Second homes or properties that are being refurbished
If you have a property which is in a poor state of repair, or undergoing substantial refurbishment work or structural alterations, the Council Tax remains payable unless the Valuation Office Agency (VOA) deletes it from the Council Tax list. The VOA will only do this if it is derelict and uninhabitable, or if the work is substantial and the property is being rebuilt or structurally altered.
There are some circumstances whereby an empty property requires no Council Tax:
The person has moved to provide care elsewhere
Apply for an exemption if your property is now unoccupied because you have left home to care for another person:
Tell us you're providing care elsewhere, apply online now.
The person has moved to receive care elsewhere
Apply for an exemption if your property is now unoccupied because you are receiving care elsewhere:
Tell us you're receiving care elsewhere, apply online now.

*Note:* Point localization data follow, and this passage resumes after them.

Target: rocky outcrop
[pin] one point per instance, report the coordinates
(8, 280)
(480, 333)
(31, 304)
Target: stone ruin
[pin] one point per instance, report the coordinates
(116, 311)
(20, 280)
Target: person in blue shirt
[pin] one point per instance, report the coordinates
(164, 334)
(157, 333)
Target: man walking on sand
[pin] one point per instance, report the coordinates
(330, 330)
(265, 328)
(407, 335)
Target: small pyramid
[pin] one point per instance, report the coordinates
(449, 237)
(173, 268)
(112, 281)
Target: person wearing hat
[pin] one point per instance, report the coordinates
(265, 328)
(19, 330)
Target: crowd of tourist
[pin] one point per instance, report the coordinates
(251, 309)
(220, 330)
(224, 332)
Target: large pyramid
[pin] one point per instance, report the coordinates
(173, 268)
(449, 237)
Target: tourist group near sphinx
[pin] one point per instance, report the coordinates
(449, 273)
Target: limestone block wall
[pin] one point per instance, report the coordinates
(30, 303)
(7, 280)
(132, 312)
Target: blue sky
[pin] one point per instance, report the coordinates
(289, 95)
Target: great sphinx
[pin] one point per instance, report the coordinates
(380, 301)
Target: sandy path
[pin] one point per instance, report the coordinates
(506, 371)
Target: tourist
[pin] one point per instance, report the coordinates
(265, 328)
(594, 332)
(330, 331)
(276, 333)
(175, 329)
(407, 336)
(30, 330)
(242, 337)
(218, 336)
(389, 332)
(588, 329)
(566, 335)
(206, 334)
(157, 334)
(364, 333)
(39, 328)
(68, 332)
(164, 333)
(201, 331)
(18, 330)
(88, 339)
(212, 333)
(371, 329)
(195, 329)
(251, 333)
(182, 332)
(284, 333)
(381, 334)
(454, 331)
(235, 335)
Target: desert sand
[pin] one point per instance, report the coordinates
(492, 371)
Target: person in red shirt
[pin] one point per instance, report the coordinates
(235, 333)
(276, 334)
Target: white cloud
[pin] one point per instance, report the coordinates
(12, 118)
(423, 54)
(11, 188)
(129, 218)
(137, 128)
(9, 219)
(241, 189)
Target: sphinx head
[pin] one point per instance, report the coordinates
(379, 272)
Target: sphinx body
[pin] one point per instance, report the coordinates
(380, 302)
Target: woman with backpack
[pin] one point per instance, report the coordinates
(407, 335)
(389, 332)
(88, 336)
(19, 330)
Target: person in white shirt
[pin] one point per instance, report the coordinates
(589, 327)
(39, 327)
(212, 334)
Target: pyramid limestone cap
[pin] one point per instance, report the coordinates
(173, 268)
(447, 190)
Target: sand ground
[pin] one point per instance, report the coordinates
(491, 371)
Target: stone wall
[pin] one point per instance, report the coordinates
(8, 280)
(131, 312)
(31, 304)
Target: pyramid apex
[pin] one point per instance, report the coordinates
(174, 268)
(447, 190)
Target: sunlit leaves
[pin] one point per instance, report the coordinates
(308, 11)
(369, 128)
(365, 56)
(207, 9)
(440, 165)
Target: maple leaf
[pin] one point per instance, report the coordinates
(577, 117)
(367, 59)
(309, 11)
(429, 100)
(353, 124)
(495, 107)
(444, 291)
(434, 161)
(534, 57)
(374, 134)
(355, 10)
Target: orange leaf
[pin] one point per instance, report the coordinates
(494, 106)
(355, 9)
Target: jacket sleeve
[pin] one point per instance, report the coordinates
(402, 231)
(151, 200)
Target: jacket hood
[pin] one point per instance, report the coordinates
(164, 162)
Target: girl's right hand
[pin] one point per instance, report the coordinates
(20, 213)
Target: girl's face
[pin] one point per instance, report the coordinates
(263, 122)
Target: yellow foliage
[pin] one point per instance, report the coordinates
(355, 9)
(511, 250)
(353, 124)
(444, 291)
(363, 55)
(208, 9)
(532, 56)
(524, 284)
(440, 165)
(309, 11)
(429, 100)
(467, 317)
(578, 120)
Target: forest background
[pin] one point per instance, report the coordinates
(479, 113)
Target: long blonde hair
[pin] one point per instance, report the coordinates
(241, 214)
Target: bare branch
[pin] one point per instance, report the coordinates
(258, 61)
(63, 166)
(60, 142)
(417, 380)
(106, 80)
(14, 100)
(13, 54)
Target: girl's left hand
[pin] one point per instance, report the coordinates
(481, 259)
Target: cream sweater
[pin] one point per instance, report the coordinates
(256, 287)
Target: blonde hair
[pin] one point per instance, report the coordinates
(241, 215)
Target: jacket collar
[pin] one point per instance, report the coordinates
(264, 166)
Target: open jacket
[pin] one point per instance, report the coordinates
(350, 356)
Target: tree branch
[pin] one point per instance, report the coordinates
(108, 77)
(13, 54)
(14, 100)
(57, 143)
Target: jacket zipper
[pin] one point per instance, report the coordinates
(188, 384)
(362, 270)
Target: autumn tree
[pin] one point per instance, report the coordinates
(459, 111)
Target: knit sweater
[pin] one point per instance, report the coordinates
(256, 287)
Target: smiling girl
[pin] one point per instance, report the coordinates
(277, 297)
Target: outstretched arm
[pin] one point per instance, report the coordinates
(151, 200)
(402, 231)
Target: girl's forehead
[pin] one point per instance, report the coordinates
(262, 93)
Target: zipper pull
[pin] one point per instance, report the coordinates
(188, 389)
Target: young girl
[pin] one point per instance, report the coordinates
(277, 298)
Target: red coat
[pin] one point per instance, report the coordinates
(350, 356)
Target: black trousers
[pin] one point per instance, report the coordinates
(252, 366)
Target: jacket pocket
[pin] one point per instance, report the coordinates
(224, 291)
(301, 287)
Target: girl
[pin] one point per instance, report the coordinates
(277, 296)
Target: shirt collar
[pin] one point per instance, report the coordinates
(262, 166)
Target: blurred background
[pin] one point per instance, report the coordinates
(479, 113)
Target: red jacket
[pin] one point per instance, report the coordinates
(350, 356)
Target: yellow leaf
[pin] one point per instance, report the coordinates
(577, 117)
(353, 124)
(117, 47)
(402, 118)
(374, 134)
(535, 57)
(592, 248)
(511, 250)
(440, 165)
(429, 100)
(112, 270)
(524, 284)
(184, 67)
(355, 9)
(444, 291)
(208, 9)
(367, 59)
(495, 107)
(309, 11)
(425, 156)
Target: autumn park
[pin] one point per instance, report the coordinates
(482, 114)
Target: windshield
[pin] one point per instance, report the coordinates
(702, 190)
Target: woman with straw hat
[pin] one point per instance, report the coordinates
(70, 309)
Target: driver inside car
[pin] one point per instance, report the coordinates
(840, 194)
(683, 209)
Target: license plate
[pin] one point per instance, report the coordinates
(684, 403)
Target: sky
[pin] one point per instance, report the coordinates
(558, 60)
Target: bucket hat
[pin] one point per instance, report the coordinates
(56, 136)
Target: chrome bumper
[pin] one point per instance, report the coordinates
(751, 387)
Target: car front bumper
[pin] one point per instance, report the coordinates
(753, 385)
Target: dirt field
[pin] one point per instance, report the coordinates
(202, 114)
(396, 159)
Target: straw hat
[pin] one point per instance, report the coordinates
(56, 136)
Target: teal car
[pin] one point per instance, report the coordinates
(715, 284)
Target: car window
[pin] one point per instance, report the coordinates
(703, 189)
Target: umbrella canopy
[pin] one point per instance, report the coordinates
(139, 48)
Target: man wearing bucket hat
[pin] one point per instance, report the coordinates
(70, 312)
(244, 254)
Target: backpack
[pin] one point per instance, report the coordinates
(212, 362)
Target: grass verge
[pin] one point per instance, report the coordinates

Unoccupied properties owned by a charity
Dwellings left unoccupied and owned by charities can be exempt for up to six months from the date the last resident moved out, providing it was last used for the purpose of the charity.
The owner or leaseholder must be a registered charity. The property can be furnished or unfurnished.
Unoccupied because occupation is prohibited by law
No Council Tax to pay for a property that is unoccupied. The property must not be occupied because it is forbidden by law.
Property left unoccupied by a student who resides elsewhere to study
Any property which is unoccupied and where:
- the owner is a student living elsewhere because of their studies; and
- the dwelling was last occupied only by one or more students as their sole or main residence.
In some cases the qualifying person may not have become a student until after changing their main residence. In these cases, he or she must have become a student within six weeks of leaving the property for the exemption to apply.